The “snapshot” anti-pattern: Producing evidence once and never updating it. The EU AI Act requires documentation to be kept up to date. A technical documentation package that describes a system as it existed 18 months ago does not demonstrate current compliance.

The “narrative-only” anti-pattern: Producing descriptive documents that say “we do risk management” without providing objective evidence that risk management activities were actually conducted. Every narrative claim must be backed by artefact evidence: test reports, audit logs, meeting minutes, system outputs.
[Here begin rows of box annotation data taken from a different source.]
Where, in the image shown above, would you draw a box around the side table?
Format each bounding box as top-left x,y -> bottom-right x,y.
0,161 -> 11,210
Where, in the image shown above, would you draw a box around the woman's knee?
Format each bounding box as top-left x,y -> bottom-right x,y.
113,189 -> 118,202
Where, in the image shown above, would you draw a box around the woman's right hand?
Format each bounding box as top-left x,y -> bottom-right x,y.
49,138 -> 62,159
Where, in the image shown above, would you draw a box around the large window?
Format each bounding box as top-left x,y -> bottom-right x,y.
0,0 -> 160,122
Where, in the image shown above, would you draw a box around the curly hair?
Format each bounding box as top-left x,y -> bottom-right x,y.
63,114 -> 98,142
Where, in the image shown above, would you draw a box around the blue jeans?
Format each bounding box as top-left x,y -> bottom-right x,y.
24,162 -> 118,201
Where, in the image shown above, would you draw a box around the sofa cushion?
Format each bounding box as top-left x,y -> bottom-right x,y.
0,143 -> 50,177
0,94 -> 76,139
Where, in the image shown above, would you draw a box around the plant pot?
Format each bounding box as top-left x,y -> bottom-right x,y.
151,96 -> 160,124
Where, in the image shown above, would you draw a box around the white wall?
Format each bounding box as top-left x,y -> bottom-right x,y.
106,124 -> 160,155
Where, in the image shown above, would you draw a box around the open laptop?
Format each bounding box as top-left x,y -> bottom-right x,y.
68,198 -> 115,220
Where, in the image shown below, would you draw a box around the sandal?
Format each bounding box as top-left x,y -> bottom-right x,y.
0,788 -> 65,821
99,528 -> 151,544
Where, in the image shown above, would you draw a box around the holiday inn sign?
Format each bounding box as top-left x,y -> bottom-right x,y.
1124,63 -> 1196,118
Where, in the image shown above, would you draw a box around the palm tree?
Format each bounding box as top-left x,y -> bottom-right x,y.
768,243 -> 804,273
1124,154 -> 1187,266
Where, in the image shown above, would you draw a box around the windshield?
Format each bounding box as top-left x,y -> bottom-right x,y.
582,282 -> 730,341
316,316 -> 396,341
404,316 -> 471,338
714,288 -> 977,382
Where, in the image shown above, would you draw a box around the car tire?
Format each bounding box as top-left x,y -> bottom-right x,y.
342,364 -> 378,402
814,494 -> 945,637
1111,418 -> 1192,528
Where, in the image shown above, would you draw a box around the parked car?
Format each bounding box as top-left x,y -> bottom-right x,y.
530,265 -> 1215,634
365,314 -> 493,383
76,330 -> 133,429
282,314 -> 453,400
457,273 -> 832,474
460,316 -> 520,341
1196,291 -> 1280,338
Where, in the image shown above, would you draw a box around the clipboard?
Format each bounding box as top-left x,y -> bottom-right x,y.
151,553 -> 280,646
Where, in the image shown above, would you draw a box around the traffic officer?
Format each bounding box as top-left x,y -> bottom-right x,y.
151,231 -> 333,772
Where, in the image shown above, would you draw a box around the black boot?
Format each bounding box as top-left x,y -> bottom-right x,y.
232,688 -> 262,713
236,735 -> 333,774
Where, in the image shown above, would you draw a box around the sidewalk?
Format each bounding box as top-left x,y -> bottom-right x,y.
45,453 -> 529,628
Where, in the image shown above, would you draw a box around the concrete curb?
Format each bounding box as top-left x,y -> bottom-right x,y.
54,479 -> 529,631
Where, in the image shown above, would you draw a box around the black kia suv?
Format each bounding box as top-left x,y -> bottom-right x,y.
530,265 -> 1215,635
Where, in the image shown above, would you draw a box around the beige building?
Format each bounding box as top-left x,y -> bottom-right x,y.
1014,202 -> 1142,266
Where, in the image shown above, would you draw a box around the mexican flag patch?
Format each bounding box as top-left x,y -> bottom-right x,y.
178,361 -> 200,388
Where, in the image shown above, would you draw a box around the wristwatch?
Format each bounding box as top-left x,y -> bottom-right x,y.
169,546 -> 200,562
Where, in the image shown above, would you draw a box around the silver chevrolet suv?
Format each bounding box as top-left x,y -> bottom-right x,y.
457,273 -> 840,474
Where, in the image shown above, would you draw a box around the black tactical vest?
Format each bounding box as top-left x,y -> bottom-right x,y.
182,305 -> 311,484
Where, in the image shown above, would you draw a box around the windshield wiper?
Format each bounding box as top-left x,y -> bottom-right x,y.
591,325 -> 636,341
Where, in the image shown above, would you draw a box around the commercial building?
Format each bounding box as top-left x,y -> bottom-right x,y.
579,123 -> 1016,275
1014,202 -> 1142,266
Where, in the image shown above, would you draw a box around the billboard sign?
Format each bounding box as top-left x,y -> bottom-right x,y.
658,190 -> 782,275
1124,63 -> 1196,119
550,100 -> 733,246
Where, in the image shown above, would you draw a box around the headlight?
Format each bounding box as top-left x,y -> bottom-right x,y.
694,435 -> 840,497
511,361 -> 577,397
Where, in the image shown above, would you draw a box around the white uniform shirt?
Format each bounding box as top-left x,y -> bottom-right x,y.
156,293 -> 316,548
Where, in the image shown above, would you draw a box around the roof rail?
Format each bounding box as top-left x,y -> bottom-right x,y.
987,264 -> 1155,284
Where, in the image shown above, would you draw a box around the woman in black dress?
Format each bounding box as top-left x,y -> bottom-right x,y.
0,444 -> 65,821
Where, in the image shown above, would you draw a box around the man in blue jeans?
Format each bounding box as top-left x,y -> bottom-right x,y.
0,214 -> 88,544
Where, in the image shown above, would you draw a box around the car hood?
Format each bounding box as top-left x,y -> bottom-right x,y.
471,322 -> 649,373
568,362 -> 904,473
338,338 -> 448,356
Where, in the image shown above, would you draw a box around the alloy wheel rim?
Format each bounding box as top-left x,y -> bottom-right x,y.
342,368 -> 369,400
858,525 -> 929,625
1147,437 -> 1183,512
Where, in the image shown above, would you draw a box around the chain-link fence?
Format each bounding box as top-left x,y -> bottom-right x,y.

The “development-only” anti-pattern: Producing comprehensive development documentation but no operational evidence. The EU AI Act requires ongoing compliance — post-market monitoring, incident reporting, continuous risk management. The portfolio must be a living collection, not a project deliverable.

Conclusion

An evidence portfolio is not a bureaucratic exercise — it is the tangible proof that your organisation’s AI governance is real, operational, and effective. For COMPEL practitioners, building and maintaining an evidence portfolio is a natural extension of the evidence-based governance approach that the framework teaches.

The practitioner who can build a complete, well-structured, defensible evidence portfolio is providing genuine value to their organisation: reducing regulatory risk, accelerating conformity assessment, and creating the documentary foundation for trustworthy AI operations. This skill — translating governance activities into demonstrable evidence — is one of the most practically valuable competencies a COMPEL practitioner can develop.